Terry Fedorkiw immigrated from Ireland to B.C in 1973 and rather than settle in Vancouver and take a position at GF Strong she had been offered; Terry chose to move her physiotherapy practice to northern B.C. in search of “the real” Canada. She fell in love with the landscape, lifestyle and people. 45 years later, Terry says “I came up here to get to the soul of Canada, with no intention of staying, let me tell you. The rest is history,” from her private practice clinic in Prince George.
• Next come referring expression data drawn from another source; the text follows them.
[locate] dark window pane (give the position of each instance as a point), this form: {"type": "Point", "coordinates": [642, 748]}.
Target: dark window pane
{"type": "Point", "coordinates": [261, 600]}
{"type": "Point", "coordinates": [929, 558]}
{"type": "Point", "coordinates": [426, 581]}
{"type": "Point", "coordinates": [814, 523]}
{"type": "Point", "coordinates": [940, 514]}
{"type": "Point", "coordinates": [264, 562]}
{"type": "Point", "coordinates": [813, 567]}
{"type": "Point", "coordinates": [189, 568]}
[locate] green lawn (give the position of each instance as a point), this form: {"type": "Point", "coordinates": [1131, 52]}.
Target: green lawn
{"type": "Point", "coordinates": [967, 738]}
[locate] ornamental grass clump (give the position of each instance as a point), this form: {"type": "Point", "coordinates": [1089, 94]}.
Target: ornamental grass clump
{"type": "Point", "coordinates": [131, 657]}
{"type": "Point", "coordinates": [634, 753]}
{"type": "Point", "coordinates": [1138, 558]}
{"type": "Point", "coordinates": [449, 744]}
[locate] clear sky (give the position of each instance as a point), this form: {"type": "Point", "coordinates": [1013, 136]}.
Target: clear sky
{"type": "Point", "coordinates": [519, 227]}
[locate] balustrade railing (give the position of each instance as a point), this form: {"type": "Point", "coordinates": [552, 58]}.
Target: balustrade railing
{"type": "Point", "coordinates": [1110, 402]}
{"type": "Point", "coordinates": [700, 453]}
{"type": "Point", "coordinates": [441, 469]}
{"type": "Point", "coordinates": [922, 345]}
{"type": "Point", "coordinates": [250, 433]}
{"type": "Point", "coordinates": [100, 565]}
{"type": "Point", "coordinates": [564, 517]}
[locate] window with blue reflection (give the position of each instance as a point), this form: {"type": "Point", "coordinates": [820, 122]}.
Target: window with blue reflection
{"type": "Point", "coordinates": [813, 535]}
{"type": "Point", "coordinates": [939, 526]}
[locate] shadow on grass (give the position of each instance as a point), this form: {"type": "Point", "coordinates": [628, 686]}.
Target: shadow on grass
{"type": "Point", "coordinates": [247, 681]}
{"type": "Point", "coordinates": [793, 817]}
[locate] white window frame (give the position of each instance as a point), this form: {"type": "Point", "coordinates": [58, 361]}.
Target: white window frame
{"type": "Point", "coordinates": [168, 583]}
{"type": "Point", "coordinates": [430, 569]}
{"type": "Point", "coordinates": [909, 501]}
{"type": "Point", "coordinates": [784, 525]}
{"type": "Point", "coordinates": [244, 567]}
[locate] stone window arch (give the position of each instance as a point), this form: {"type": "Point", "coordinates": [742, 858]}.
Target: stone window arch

Drawn by the north’s unique opportunities and challenges, Terry balances both with her connection to the community. She has come to see the lasting impact of physical therapy on the people living there, “Our skills are from the cradle to the grave. From the baby born with torticollis to the woman living in hospice. We help people have the best function possible for their entire lives.” Being active is important to her also, “We have access to an active lifestyle, skiing, canoeing, and I also feel very valued and needed by the patients. It’s very rewarding to work here.”
Terry says the biggest challenge facing physiotherapists and those in need of care in rural B.C is the shortage of physios. “We’re really struggling up here to get coverage and for patients to have access to physio, it’s pretty sad,” she says.
A long-time advocate for change in the north, Terry has been working with a goal for the University of Northern BC (UNBC) to have its own physiotherapy program. “I’ve been working at this for 15 years, and if we can situate the program here, then people will embrace the north. The lifestyle and challenge will entice physios. The challenge of providing services to the communities, it makes us stronger and more well-rounded.”
Currently, the Government of British Columbia, UBC and the University of Northern British Columbia run a collaborative initiative called the Northern and Rural Cohort, sending 20 of the 80 MPT student cohort at UBC to complete four out of their six clinical placements in northern and rural communities. Following Level 1 placements, these students complete an academic block at UNBC in Prince George using education technology. Terry thinks that’s not enough, saying “they come here for some rotations, but then they go back to the lower mainland to complete them and we lose them. The only way to address this is to really train people here. People who train in the north stay in the north.”
Newly retired at the beginning of June 2018, Terry wants to remain in northern British Columbia, educating and mentoring young physiotherapists and pushing for positive change in the field of physiotherapy. “Physiotherapists are the catalysts for change in people, that’s what I love. It’s been my life, and it’s been a very satisfying life.”